Lexington, The Economist, 26 March 2020

Whatever failings there may have been in Washington’s handling of the Coronavirus crisis, President Donald Trump’s January decision to ban all non-American visitors from China was the right move. Similarly, his subsequent ban on travel from Europe.

Today, the Europe-related ban looks like something of a sideshow as attention turns increasingly to China/US relations. However, it is important for at least two reasons.

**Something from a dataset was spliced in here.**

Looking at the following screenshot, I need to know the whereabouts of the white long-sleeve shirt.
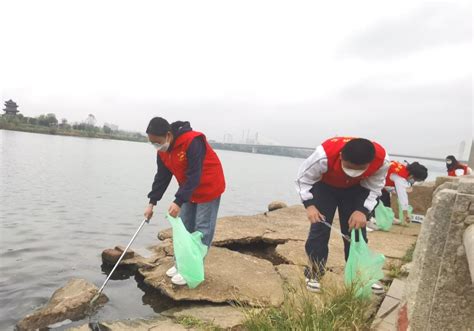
[386,174,410,210]
[295,145,390,212]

First, its unilateral execution was totally consistent with the overarching post-Hamiltonian ‘America First’ philosophy which Mr Trump has brought to the White House. It underlined that, even in a global crisis, the Trump Administration has no time for the sort of coalition building which has been a consistent feature in similar circumstances over the past several decades. Writing in Foreign Affairs (subscriber access only) on 18 March, Kurt M Campbell and Rush Doshi summed up as follows:

During the 2014–15 Ebola crisis, the United States assembled and led a coalition of dozens of countries to counter the spread of the disease. The Trump administration has so far shunned a similar leadership effort to respond to the coronavirus. Even coordination with allies has been lacking. Washington appears, for example, not to have given its European allies any prior notice before instituting a ban on travel from Europe.”

China was among key partners in that Ebola coalition.

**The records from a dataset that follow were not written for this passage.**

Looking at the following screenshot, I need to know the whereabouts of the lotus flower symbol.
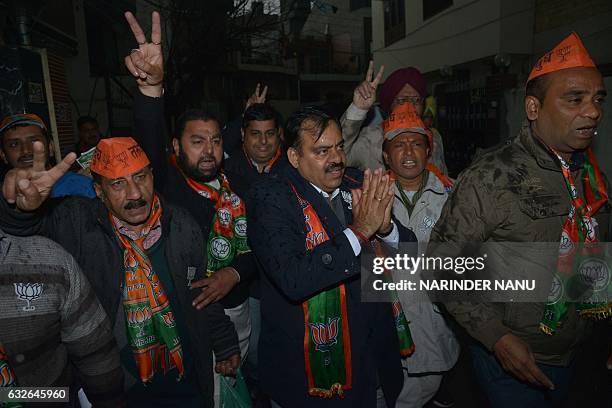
[310,317,340,352]
[162,312,175,327]
[0,362,15,387]
[126,307,151,337]
[13,283,43,312]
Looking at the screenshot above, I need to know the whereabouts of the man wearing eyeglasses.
[340,61,447,174]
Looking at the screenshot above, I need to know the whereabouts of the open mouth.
[402,160,416,169]
[576,126,597,139]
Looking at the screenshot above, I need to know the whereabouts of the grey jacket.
[430,123,610,365]
[340,103,447,174]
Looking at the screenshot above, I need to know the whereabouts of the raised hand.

Messrs Campbell and Doshi qualify the Trump Administration’s shunning of a leadership role with “so far”. Especially as it is entirely consistent with what one might call the ‘geopolitical distancing’ at the core of ‘America First’, there is no reason to suppose that things would change even if Mr Trump had not determined that publicly blaming China for the crisis is a smart tactic electorally. That Mr Trump (but not all of his subordinates) has been making an effort recently to curb his barbs about China is, in my view, driven by the immediate necessity to obtain medical equipment which only the Chinese can supply. Nevertheless, I find it hard to believe that he won’t resume China-bashing at some stage in the election campaign.

Vacuum Packing

The second reason why the EU ban is important is that the manner of its doing has further widened the transatlantic rift which has emerged under his watch, thereby helping to create a soft power opening for China.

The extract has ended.